# 1973 AHSME Problems/Problem 26

## Problem

The number of terms in an A.P. (Arithmetic Progression) is even. The sum of the odd and even-numbered terms are 24 and 30, respectively. If the last term exceeds the first by 10.5, the number of terms in the A.P. is $\textbf{(A)}\ 20 \qquad \textbf{(B)}\ 18 \qquad \textbf{(C)}\ 12 \qquad \textbf{(D)}\ 10 \qquad \textbf{(E)}\ 8$

## Solution

Let $a$ be the first term, $n$ be the number of terms, and $d$ be the common difference. That means the last term is $a+r(n-1)$.

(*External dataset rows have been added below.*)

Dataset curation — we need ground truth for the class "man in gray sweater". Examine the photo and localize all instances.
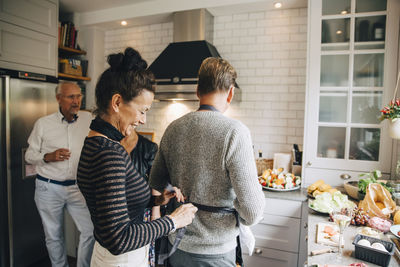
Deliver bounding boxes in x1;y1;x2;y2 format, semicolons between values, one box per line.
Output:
150;58;265;267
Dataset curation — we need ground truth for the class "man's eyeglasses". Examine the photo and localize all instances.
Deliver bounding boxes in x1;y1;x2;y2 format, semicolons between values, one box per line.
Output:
62;94;82;100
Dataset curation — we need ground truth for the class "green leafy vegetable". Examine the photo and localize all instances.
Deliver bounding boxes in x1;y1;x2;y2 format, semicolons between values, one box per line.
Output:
310;191;356;213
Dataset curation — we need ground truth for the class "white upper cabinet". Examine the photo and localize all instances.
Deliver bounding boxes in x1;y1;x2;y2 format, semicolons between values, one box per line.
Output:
0;0;58;37
0;0;58;76
303;0;400;185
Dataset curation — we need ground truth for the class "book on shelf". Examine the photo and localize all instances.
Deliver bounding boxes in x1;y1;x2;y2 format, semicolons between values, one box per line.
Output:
58;21;78;49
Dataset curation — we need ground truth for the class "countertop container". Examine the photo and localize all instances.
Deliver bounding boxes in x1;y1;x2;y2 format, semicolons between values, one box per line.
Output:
353;234;394;267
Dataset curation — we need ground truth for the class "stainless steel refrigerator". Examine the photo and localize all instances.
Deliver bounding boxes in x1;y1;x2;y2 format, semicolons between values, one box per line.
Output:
0;69;58;267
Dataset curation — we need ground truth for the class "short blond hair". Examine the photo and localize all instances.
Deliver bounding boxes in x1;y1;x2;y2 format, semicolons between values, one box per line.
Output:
197;57;237;96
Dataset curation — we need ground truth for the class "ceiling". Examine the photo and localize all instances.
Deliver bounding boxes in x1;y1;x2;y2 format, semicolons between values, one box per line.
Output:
60;0;149;13
60;0;307;30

We can write an equation on the difference between the last and first term based on the conditions. $$a+r(n-1)-a =10.5$$ $$rn-r=10.5$$ Also, half of the terms add up to $24$ while the other half of the terms add up to $30$, so $$24 + r\frac{n}{2} = 30$$ $$nr = 12$$ Substituting the value back to a previous equation, $$12-r=10.5$$ $$r=1.5$$ Substituting to a previous equation again, $$1.5n-1.5=10.5$$ $$n=8$$ Thus, there are $\boxed{\textbf{(E)}\ 8}$ terms in the arithmetic sequence.